Indian mountaineering club

The Giripremi is a public charitable trust and mountaineering club based in Pune, Maharashtra, India. Founded in 1982, it is one of the leading mountaineering organisations in the country and is the only Indian club to have successfully scaled eight peaks over 8,000 metres: Mount Everest, Lhotse, Makalu, Cho Oyu, Dhaulagiri, Manaslu, Kangchenjunga, and Annapurna I.

== History ==
Giripremi was established in 1982 by a group of mountaineers from Pune, including Anand Palande and Ushaprabha Page, with the aim of promoting mountaineering and outdoor adventure in India.

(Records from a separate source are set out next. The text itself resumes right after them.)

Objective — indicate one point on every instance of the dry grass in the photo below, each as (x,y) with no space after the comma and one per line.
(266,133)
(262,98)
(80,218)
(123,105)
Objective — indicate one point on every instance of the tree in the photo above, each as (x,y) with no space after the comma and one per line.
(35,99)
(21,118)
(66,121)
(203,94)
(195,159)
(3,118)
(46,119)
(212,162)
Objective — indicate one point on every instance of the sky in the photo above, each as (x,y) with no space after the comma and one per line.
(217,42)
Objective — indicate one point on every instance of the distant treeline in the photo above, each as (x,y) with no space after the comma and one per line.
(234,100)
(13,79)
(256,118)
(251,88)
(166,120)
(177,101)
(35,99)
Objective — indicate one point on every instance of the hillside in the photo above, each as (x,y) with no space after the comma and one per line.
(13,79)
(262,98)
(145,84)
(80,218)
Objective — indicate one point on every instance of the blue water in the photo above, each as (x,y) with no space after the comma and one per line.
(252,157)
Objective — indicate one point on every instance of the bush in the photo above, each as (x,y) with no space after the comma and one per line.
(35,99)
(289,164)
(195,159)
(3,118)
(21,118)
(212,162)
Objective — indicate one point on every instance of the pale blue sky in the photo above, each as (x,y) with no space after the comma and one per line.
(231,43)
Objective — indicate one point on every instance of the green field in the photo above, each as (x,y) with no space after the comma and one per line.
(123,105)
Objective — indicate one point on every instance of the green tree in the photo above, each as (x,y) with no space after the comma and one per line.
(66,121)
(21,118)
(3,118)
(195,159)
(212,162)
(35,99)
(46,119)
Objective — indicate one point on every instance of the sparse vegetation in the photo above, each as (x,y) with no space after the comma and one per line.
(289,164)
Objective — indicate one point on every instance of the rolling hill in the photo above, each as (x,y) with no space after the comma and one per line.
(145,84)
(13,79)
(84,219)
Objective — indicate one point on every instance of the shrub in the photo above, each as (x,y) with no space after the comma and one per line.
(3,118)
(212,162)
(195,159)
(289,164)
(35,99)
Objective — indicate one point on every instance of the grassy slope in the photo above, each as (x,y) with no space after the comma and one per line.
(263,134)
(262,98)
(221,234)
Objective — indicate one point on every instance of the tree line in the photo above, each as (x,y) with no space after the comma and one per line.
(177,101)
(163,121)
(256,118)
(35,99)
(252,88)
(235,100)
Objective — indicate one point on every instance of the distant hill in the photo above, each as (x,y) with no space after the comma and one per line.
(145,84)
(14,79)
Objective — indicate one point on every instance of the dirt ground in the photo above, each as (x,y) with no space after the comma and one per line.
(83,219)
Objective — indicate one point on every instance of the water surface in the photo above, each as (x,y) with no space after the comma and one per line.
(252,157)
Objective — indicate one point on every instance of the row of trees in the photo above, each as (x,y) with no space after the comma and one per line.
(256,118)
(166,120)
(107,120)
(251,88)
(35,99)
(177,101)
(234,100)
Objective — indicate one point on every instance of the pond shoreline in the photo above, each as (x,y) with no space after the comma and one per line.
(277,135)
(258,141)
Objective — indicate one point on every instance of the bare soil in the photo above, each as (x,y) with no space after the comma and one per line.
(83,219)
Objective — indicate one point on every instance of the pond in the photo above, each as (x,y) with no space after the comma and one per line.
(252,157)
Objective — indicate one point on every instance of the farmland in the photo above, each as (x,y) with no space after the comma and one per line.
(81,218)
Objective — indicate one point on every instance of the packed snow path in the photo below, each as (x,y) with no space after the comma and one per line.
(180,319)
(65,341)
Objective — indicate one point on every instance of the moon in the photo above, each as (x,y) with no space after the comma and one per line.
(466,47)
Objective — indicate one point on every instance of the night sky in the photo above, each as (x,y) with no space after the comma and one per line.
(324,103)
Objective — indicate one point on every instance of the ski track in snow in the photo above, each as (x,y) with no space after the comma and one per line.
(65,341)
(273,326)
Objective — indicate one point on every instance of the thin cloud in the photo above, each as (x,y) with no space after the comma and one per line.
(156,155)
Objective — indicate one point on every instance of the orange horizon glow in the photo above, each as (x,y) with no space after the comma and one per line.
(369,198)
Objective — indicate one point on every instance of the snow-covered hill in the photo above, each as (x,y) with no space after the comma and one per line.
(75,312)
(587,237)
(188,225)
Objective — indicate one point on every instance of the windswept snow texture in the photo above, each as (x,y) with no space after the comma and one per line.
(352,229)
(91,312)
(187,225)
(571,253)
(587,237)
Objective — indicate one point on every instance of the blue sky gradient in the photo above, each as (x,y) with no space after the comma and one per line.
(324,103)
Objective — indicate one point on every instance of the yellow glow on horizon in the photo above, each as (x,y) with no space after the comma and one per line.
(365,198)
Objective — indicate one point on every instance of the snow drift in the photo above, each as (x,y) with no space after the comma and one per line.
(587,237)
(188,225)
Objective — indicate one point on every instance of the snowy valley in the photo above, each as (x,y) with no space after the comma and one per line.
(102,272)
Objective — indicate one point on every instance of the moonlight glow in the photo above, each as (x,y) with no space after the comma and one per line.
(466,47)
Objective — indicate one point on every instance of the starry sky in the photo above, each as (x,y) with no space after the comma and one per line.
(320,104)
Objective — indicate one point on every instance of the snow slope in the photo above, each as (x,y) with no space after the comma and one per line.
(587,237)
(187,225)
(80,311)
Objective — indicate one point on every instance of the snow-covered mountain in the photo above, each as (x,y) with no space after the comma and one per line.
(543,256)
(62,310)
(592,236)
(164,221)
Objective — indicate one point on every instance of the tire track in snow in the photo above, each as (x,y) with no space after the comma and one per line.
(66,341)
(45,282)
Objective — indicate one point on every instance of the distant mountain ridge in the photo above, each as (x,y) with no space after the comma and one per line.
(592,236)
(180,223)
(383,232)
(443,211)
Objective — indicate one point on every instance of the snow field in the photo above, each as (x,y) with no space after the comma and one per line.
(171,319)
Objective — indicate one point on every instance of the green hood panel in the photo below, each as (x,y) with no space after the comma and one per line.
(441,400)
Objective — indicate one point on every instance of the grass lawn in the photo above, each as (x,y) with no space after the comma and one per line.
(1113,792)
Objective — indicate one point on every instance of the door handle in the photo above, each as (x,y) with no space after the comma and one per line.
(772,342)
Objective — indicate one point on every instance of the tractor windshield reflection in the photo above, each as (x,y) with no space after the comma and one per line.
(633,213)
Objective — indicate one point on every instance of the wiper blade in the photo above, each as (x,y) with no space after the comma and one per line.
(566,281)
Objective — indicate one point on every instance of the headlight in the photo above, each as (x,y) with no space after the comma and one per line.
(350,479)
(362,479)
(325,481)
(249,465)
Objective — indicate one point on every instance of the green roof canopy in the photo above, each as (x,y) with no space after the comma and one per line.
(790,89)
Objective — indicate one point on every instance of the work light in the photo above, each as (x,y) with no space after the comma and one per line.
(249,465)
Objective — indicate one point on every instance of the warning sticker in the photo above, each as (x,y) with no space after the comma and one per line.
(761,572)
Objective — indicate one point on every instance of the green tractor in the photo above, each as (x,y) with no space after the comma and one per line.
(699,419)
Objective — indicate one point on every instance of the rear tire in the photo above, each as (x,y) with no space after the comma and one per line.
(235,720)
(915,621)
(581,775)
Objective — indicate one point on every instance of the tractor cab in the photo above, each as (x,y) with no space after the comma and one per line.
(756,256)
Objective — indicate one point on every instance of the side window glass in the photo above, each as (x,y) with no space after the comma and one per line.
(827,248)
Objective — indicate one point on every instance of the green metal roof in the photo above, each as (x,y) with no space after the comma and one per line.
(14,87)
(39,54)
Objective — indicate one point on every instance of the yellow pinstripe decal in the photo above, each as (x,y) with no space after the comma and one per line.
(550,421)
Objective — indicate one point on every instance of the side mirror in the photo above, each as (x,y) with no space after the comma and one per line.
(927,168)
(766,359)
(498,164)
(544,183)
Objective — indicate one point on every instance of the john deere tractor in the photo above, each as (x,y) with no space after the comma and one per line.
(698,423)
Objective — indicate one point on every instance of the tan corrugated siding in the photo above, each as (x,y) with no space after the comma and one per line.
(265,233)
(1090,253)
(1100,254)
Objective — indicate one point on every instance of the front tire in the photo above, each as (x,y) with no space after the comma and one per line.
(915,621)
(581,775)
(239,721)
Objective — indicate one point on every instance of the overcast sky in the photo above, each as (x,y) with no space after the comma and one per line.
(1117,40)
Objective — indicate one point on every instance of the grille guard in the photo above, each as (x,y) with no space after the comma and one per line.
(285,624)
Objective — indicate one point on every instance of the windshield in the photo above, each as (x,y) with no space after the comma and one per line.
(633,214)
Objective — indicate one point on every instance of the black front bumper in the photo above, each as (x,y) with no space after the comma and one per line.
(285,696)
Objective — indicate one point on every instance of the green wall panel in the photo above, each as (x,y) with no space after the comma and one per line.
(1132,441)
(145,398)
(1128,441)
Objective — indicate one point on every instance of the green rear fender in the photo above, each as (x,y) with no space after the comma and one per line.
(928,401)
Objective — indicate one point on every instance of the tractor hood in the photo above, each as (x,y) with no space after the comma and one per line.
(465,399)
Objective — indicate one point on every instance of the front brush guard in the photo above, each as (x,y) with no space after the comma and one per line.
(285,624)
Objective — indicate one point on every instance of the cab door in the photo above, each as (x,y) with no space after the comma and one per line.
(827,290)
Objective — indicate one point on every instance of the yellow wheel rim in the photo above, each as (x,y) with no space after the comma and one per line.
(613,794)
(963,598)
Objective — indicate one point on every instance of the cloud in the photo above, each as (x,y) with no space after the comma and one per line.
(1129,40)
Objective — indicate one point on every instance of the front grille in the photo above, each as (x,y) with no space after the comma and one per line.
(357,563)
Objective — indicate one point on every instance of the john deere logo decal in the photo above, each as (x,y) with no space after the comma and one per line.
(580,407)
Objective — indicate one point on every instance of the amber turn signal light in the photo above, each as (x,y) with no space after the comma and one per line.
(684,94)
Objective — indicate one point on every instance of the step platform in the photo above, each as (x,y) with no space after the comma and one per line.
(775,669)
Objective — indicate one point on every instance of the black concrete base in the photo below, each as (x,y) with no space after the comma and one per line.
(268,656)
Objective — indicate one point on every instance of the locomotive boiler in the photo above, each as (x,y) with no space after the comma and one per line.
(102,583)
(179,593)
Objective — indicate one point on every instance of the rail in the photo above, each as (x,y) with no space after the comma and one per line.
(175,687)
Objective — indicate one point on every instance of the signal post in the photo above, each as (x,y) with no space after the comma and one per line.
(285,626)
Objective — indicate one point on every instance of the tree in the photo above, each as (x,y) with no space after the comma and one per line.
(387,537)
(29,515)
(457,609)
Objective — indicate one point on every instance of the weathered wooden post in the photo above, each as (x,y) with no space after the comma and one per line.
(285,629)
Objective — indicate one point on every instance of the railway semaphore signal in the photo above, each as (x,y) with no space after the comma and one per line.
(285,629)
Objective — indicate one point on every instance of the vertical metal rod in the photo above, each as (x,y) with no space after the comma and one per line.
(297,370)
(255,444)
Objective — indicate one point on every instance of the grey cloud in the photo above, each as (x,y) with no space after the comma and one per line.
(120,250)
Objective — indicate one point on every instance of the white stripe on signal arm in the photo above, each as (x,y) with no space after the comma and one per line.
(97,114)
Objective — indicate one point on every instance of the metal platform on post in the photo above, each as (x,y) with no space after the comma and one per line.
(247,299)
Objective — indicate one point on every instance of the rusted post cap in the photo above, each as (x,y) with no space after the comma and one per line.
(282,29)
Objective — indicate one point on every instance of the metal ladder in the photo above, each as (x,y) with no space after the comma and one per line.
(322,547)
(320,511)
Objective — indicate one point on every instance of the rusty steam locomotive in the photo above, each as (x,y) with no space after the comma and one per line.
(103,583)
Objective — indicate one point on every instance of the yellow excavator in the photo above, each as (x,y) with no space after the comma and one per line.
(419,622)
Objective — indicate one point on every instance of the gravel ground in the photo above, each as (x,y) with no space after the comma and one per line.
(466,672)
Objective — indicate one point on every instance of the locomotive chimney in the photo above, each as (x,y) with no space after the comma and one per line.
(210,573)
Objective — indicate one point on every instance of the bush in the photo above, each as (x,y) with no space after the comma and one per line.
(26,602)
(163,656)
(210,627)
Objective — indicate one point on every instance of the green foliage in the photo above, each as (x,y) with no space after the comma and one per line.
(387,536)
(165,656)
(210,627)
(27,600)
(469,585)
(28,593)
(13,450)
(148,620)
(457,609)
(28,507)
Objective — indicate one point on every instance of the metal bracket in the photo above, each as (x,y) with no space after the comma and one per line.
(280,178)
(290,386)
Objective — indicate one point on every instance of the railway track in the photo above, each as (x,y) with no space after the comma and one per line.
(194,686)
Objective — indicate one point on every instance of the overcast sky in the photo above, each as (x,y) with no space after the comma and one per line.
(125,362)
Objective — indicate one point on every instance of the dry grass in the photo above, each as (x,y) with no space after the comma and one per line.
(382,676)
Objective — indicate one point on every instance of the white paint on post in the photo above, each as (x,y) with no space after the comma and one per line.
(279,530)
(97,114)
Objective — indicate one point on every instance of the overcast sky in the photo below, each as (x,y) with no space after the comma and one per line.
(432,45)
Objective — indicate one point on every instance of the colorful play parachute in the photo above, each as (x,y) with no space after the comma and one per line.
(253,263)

Over four decades, the club has organised and led expeditions to some of the world's highest and most challenging peaks.

== Major expeditions ==

- Mount Everest: Giripremi successfully organised expeditions to Mount Everest, with team members reaching the summit in 2012, marking one of the most significant achievements for an Indian mountaineering club.
- Lhotse, Makalu, and Cho Oyu: Following Everest, Giripremi mountaineers summited Lhotse, Makalu, and Cho Oyu, further adding to the list of 8,000 m peaks scaled by the club.
- Dhaulagiri: In 2019, Giripremi mountaineers scaled Dhaulagiri, the world’s seventh-highest mountain at 8,167 m.
- Manaslu: In 2017, the club organised an expedition to Manaslu, the world’s eighth-highest peak, successfully placing multiple climbers on the summit.
- Kangchenjunga: In May 2019, Giripremi’s Kangchenjunga expedition reached the 8,586 m summit, making it the only Indian club to have scaled seven of the 8,000 m peaks by that time.
- Annapurna I: In April 2021, three members of Giripremi summited Annapurna I, the tenth-highest mountain in the world, completing the club’s 8,000 m peak list.
- Mount Meru: In September 2023, Giripremi became the first Indian mountaineering club to successfully climb Mount Meru’s main summit.

== Notable members ==

- Umesh Zirpe – Recipient of the Tenzing Norgay National Adventure Award and the Shiv Chhatrapati Sports Award.
- Ashish Mane – Leading Indian high-altitude climber.
- Jitendra Gaware – Shiv Chhatrapati Sports Awardee.
- Krishna Dhokle – Shiv Chhatrapati Sports Awardee.

== Publications ==
Giripremi members have authored several books on mountaineering, available on major online bookstores:

- Dongaryatra – by Anand Palande
- Ekand Shiledar – by Ushaprabha Page
- Base Camp Varun – by Jayant Tulpule
- Everest – by Umesh Zirpe
- Shikharratna Kangchenjunga – by Umesh Zirpe and Bhushan Harshe
- Sherpa – by Umesh Zirpe

== Training and education ==
Giripremi was instrumental in founding the Guardian Giripremi Institute of Mountaineering (GGIM), which offers the only recognised diploma course in mountaineering in India.

== Recognition ==
In 2023, the Southern Command of the Indian Army felicitated Giripremi with the “Sword of Regalia” for its contribution to Indian mountaineering.